Beranda / Romansa / Karma Pedas Sang Mantan / Tujuh - Ayam Penyet

Share

Tujuh - Ayam Penyet

Penulis: ohhyundo
last update Terakhir Diperbarui: 2025-04-20 21:13:05

Malam telah larut saat Dira tiba di kos-kosannya. Lampu kamar menyala redup, menyambut keheningan yang terasa asing tapi akrab. Ia meletakkan tas dengan pelan, membuka jendela kecil di sudut kamar, dan duduk di tepi ranjang.

Semua kejadian hari ini menumpuk seperti sampah yang telat dibuang.

Proyek desain mendadak yang menyeret nama usaha masa lalunya. Pertemuan dengan Adrian yang penuh sindiran dan tensi. Dan yang paling menghantam: Satria, berdiri gagah di depan warung mahalnya, bersama istri dan anak yang tampak sempurna—mewakili semua yang dulu Dira impikan… tapi tidak ia miliki.

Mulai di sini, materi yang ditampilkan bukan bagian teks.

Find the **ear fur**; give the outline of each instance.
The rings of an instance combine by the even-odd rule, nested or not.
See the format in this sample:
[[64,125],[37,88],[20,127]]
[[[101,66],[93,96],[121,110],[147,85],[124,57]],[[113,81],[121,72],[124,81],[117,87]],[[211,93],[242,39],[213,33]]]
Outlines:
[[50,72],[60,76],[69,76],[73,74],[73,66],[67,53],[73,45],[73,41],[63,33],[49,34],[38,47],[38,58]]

Dira memeluk lututnya, membiarkan diam melingkupi kamar. Tapi hatinya terlalu gaduh.

Ia meraih ponsel dan men-scroll kontak. Jarinya berhenti di satu nama: Buk Lik Ratna. Tanpa pikir panjang, ia menekan tombol telepon.

Satu dering. Dua dering. Lalu suara renyah yang begitu familiar menjawab, "Halo, le… wis tekan kosan?” suara Buk Lik terdengar cerah dari seberang telepon.

Dira menghela napas, suaranya lelah. “Baru aja, Bu Lik.”

“Lha suaramu kok lesu?"

Dira menghela napas. “Bu Lik… aku capek banget hari ini.”

“Capek kerja, atau capek mikir mantan?” sahut Buk Lik dengan nada jenaka.

Satu kalimat itu cukup bikin Dira akhirnya mengeluarkan suara yang tertahan. Campuran tawa kecil dan isak yang nyaris tak terdengar.

“Bu Lik… aku hari ini ketemu semuanya sekaligus.”

“Kabeh? Maksude?”

“Adrian. Dia yang punya warung tempat aku makan tadi.”

“Lha, itu mantanmu juga?”

“Bukan. Saingan waktu aku masih bareng Satria. Dulu kita buka bareng, bersaing ketat. Tapi… ternyata dia yang nyelametin aku dari harus makan di tempat Satria.”

“Halah. Dunia ki sempit banget yo,” gumam Buk Lik. “Terus, kamu kuat? Ketemu Satria maksude?”

“Nggak. Tapi sebelum pulang… aku lihat dia. Sama istrinya. Sama anak mereka.” Suara Dira mulai goyah. “Mereka keliatan bahagia banget, Bu Lik. Mobil bagus. Tawa anaknya. Lengkap. Dan aku cuma bisa berdiri di seberang jalan… kayak orang yang bahkan gak punya hak buat marah.”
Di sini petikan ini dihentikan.